Forward-Looking Statements

 

This filing contains forward-looking statements within the meaning of the Private Securities Litigation Reform Act of 1995. Words such as “expect,” “will,” and variations of such words and similar future or conditional expressions are intended to identify forward-looking statements. These forward-looking statements include, but are not limited to, statements regarding our beliefs and expectations relating to the filing of the Form 10-K and the results of the ongoing review. These forward-looking statements are not guarantees of future results and are subject to a number of risks and uncertainties, many of which are difficult to predict and beyond our control. Important factors that may cause actual results to differ materially from those in the forward-looking statements include a material delay in the Company’s financial reporting, including the possibility that the Company will not be able to file its Annual Report on Form 10-K within the fifteen-day extension permitted by the rules of the U.S. Securities and Exchange Commission, and the possibility that the ongoing review may identify errors or control deficiencies in the Company’s accounting practices. We disclaim and do not undertake any obligation to update or revise any forward-looking statement in this report, except as required by applicable law or regulation.

 

PART IV — OTHER INFORMATION

 

(1)Name and telephone number of person to contact in regard to this notification

 

  Oliver Keren Ban   (512)   430-1553
  (Name)   (Area Code)   (Telephone Number)

 

(2)Have all other periodic reports required under Section 13 or 15(d) of the Securities Exchange Act of 1934 or Section 30 of the Investment Company Act of 1940 during the preceding 12 months or for such shorter period that the registrant was required to file such report(s) been filed?

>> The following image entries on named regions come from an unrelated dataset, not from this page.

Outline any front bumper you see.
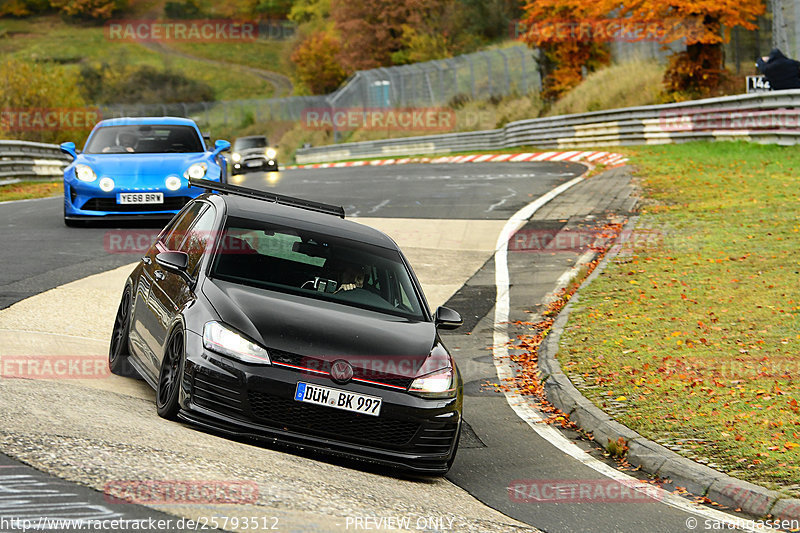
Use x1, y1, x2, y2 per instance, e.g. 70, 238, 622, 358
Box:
179, 332, 462, 475
232, 156, 278, 174
64, 180, 203, 219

If the answer is no, identify report(s).
  
 Yes ☒        No ☐

 

(3)Is it anticipated that any significant change in results of operations from the corresponding period for the last fiscal year will be reflected by the earnings statements to be included in the subject report or portion thereof?
  
 Yes ☐        No ☒
  
 If so, attach an explanation of the anticipated change, both narratively and quantitatively, and, if appropriate, state the reasons why a reasonable estimate of the results cannot be made.

 

 
 

 

Golden Ally Lifetech Group, Inc.

(Name of Registrant as Specified in Charter)

 

has caused this notification to be signed on its behalf by the undersigned hereunto duly authorized.